I have been using a feature called Management VPN Tunnel that was added in AC 4.7. It keeps a tunnel active until a user logs into AC (before or after windows login)
We are using it for field engineers. They are connecting to either 4G or untrusted Wifi and always build a tunnel.
Been in use since AC 3.1 and with SBL in combination with machine certs.
No real issues with normal operations, only sizing and availability is much more important if you want to use the “failclose” feature.
Hey u/laddyulike did you ever get this implemented? I really want a ‘true’ AO-VPN solution that establishes the VPN connection BEFORE Windows logon, and WITHOUT user intervention. It needs to happen automatically, so that our management software can control the device as long as it is powered on (and has internet). From what I can tell in the Cisco docs, AC Always-On feature only auto-connects VPN AFTER the user has logged into Windows…
If Always-On is enabled, but the user does not log on, AnyConnect does not establish the VPN connection. AnyConnect starts the VPN connection only post-login.
No, didn’t go down the MS route. Instead followed up on the suggestion in this thread to use Cisco AnyConnect Management Tunnel VPN by u/routeallthings
Just finishing it off ready for pilot now . During the journey we discovered that If your DMZ firewall rules are too locked down then users can be impacted by the management tunnel vpn at login, we observed a login time of 30 minutes in test. This was because the login process could see AD and little else. Having refined the firewall rules user login is now down to several seconds, and device management works very well
I did but couldn’t workout if it needed a pre-existing Windows user profile to allow the user to authenticate the start of AC VPN prior to Windows logo
To be honest, because SBL ‘enhances’ the Windows GINA we always avoid that because GINA replacement tools caused us a world of pain in NT4/XP
However, this is a needs must situation, and if SBL doesn’t need a pre-existing / cached Windows user profile to work then its a goer. so does SBL need a cached Windows user profile to work?

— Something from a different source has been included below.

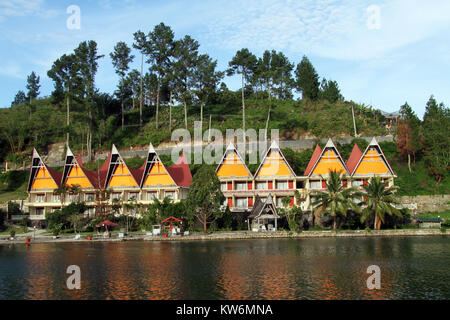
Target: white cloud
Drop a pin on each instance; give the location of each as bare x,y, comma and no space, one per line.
11,69
328,28
23,8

Sorry, I don’t know. We block captive portals because they represent a potential man-in-the-middle attack vector. However, if I remember AnyConnect does have settings for captive portal. Can anyone else provide some guidance on this one?
I set a few notebooks up this weekend using it for the first time. Works great. I did VPN under the local account, added to the domain, rebooted, started the VPN from the log in screen and then signed in with my domain user. Worked just like you would expect it should.
I know that all too well working for a multi-national. The thought process and the things that stick with people are… impressive. It’s a big uphill battle to change how they think.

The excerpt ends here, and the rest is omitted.